Dear Greyce, I just read your blog entry (15 Things to Aks About Medication) and now I have a question. I'm a sprayer (I admit this doesn't make me the most popular guy in the household) and the vet gave me a medication to take. A month later, the vet decided to switch medications. Why? Silvester the Sprayer
Dear Silvester, Before I take a stab at the possible reasons for switching your medication, let me stand on my cat tree and pontificate. First, I hope you also had a behavioural program in place while you were taking it. Because without such a program the chance for success is not high. Second, did you train your purrsons to keep a record of your behaviour with the medication? Hopefully they had some idea of what was going on before you starting taking it (after all that was probably the reason they took you to the vet); this is called 'baseline' - your behaviour before the medication - and is used as the basis by which to judge success. In order to figure out if there is improvement when you are using the medication, your folks need to keep careful records. Otherwise everyone is just relying on memory.
For example, I often get letters from cats who say their folks complain that they are spraying around the house or that they spray all the time. But when I ask them to keep records, the story changes. "Around the house" might mean "four different locations" (in may cases, always the same ones). And "all the time" might mean "twice a week" in the first location, "once" in the second location, and "less than that" in the rest. And the frequency and use of locations might actually be changing with time (or other events) but no one quite remembers. Do you see what I'm getting at?
If you return to the vet with only recall and the vet ask your folks, "So how has Silvester been doing with this medication" and they say, "Well he still sprays everywhere all the time," what do you think the vet will conclude? That the medication is NOT working! Or that there is something else which your folks haven't mentioned that is preventing progress from being made.
So now that I've made a case for good record-keeping, let me answer your question.
There are several possible reasons.
First reason: The medication is not working for you. I am going to paraphrase the words of Dr. Karen Overall (in her book Clinical Behavioral Medicine for Small Animals): There is no single medication that is useful for urine spraying. There is no single medication that is useful for aggression. The reason: Either or both behaviours can be triggered by many different circumstances and as such, affect different parts of the brain. Bottom line: There are several different medications that could be used and your vet will choose the one thought to be the most appropriate. But nonetheless that medication may not work for you. If that medication wasn't helping you stop spraying -- and that would be apparent by your spray history, purrhaps your vet believed that you needed to try something else.
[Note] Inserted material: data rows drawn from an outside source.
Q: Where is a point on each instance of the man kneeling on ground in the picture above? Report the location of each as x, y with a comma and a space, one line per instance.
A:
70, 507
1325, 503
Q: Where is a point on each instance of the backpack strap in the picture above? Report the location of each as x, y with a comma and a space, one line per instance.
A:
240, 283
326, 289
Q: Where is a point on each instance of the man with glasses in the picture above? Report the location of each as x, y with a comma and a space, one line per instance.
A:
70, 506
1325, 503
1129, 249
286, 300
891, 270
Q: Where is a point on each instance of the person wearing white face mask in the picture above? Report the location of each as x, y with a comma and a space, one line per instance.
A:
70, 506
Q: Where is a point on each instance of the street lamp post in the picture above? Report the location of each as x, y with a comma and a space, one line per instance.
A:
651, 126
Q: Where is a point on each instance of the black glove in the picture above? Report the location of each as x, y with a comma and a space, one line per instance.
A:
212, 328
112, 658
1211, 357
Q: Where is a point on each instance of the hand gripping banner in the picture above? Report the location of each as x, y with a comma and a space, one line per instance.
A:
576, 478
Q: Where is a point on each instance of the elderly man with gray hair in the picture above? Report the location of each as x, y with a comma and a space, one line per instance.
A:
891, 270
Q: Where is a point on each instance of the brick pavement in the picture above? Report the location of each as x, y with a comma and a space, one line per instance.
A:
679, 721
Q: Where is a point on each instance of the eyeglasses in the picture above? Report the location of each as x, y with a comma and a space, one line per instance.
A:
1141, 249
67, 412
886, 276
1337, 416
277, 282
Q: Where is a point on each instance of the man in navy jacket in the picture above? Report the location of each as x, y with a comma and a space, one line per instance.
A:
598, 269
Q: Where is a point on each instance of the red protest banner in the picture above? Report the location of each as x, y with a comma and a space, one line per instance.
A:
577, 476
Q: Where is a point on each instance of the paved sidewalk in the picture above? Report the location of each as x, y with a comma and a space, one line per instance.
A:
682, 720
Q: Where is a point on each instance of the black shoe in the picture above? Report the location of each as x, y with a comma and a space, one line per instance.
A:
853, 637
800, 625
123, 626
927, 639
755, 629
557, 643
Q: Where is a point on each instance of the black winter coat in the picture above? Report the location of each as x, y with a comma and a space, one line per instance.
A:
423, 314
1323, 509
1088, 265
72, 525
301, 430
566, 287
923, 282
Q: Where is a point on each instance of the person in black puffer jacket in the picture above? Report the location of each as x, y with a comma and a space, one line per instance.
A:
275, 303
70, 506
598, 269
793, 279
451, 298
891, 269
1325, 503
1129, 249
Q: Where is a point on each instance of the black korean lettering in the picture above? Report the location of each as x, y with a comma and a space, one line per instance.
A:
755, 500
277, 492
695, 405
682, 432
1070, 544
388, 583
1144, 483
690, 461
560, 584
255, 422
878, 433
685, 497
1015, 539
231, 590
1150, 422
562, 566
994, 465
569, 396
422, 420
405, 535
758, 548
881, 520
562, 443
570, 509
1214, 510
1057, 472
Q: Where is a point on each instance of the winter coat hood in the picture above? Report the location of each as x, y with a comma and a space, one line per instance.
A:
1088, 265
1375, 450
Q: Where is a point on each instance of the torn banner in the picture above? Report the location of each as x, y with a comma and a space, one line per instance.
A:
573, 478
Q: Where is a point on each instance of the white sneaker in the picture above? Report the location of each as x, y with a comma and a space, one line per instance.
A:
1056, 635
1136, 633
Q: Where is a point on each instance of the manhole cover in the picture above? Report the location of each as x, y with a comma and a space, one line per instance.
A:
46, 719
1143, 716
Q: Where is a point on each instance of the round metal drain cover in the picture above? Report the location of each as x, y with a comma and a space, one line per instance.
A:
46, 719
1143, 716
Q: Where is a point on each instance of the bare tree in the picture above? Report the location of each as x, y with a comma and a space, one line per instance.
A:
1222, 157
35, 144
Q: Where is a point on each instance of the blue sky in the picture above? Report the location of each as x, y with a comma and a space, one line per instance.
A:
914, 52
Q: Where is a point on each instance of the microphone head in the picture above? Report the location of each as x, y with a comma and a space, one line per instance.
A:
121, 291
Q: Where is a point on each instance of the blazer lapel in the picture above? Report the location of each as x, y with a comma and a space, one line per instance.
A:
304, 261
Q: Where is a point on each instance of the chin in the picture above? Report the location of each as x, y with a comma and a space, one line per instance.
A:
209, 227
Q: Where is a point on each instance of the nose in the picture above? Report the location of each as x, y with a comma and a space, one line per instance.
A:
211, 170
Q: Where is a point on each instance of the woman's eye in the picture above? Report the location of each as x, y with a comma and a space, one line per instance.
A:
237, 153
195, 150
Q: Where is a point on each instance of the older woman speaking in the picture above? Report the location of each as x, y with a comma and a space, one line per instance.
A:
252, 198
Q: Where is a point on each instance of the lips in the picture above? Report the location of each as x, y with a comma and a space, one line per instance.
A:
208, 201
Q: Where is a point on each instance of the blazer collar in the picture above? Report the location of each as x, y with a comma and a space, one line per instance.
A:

Second reason: Undesirable side-effects. While all medications can be associated with side-effects, some are more tolerable than others. And some might endanger other aspects of your health. If such a side-effect happens to you, the vet will switch medication to something you are likely to be better able to tolerate.
Third reason: New information. Again to paraphrase Dr. Karen: A medication has specific properties. In order to know if it is working (i.e., the right medication), the vet must also know what behavioural changes have/have not happened on the medication, and lots of details about the social and physical environment in which you live (including any changes while you are on the medication). Sometimes your vet might ask a question or your folks might mention something in passing that suggests another medication might be more effective. For example some medications for spraying have the added effect of increasing confidence. If you are in a household where you are being bossed around by another cat (and that may be contributing to your need to spray), then such a medication could help you stand up to that other cat and thus alleviate your need to express yourself through urine marking. However many humans don't recognize the signs of 'bossing' unless it really gets out of hand - like out-and-out fights with blood and tufts of fur on the floor; and so they might not mention it to the vet because they don't know that it is important.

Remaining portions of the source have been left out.